While there are some who debate whether a simple administrative change is an adequate long-term solution, the news story highlights a global problem. According to UNESCO, an estimated 100 million young people worldwide lack access to adequate menstrual products which can lead to increased infections and other health complications. Additionally, many girls will skip school during their period. Though we often think of it as an African issue, even the United States, it’s estimated that over 25 million women can’t afford menstrual products due to poverty or incarceration. If these statistics concern you, there are several nonprofit organizations that provide feminine hygiene products and education to communities in need across the globe. Some, like Cora, use a buy one, give one approach. But, wherever you are, you can always count on homeless and domestic violence shelters that to appreciate a donation.

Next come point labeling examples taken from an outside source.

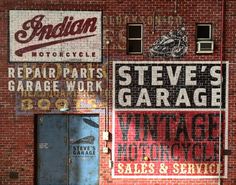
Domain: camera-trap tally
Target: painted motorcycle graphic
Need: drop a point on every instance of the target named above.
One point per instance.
(173, 44)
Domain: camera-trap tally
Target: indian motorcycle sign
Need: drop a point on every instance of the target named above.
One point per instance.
(168, 117)
(55, 36)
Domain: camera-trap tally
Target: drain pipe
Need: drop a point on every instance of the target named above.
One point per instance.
(221, 66)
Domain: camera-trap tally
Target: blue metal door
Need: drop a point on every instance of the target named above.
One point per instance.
(84, 150)
(68, 150)
(52, 150)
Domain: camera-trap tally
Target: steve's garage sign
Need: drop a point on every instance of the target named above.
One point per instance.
(168, 117)
(55, 36)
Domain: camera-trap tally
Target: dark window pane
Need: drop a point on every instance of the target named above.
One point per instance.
(134, 31)
(203, 32)
(134, 46)
(206, 46)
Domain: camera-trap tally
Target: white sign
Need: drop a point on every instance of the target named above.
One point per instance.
(55, 36)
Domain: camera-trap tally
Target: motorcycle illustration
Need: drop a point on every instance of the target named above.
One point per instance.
(173, 44)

It is the 100th anniversary of the 1918 flu pandemic which infected 500 million and resulted in the deaths of an estimated 100 million people, about 5 percent of the world’s population. While not quite that severe, this flu season has already been identified as one of the worst in a decade according to an update from the Center for Disease Control and Prevention (CDC). Hospitalisation rates have been unusually high among adults age 50 to 64, an age group that usually less likely to be seriously affected. And, the most recent CDC report estimates a weekly average of 4,700 deaths from flu and pneumonia in the United States alone.
The severity of this year’s flu season has led to a corresponding increase in the spread of misinformation and fear. In a prime example, a well-shared Facebook post from 14 February 2018 made the illogical connection between an increased number of influenza deaths with the antiviral flu drug Tamiflu. See the Snopes report for a well-reasoned response. To prevent the spread of germs (and fear), the CDC recommends washing your hands often with soap and water, cleaning and disinfecting surfaces and objects that may be contaminated, and avoiding contact with sick people. Since 2010, the CDC has advised that everyone 6 months of age and older should get a flu vaccine every year. And, we’re fans of the Liberian elbow bump as a greeting during flu season (or whenever you’re unwell)!
Maternal Mortality Audit Team Reduces Deaths by 15%
Horizon prizes feature cash rewards for those who are able to effectively meet a challenge that betters the world, in this case – the Birthday Prize – it went to organisations working to decrease maternal mortality. The €2.5 million total payout (to three different organisations) was donated by the EU, the Bill & Melinda Gates Foundation, and MSD for mothers.
The winning organisation, QUARITE, operates in Mali and Senegal and, almost unbelievably, has been able to reduce maternal mortality by 15 percent. How? By simply auditing all maternal deaths, without prejudice to the medical staff or facilities, to see where improvements could be made. Clinton Health Access Initiative Maternal and Neonatal Health Nigeria, which works to identify complications early in pregnancy (reducing maternal deaths and stillbirths by 37 and 15 percent respectively) and the WOMAN project from the London School of Hygiene and Tropical Medicine (which have progressed a blot clot stabilising drug that can reduce deaths from post-partum bleeding) took the remaining two seats. But, the real winners are, obviously, the lives that have been saved through these initiatives.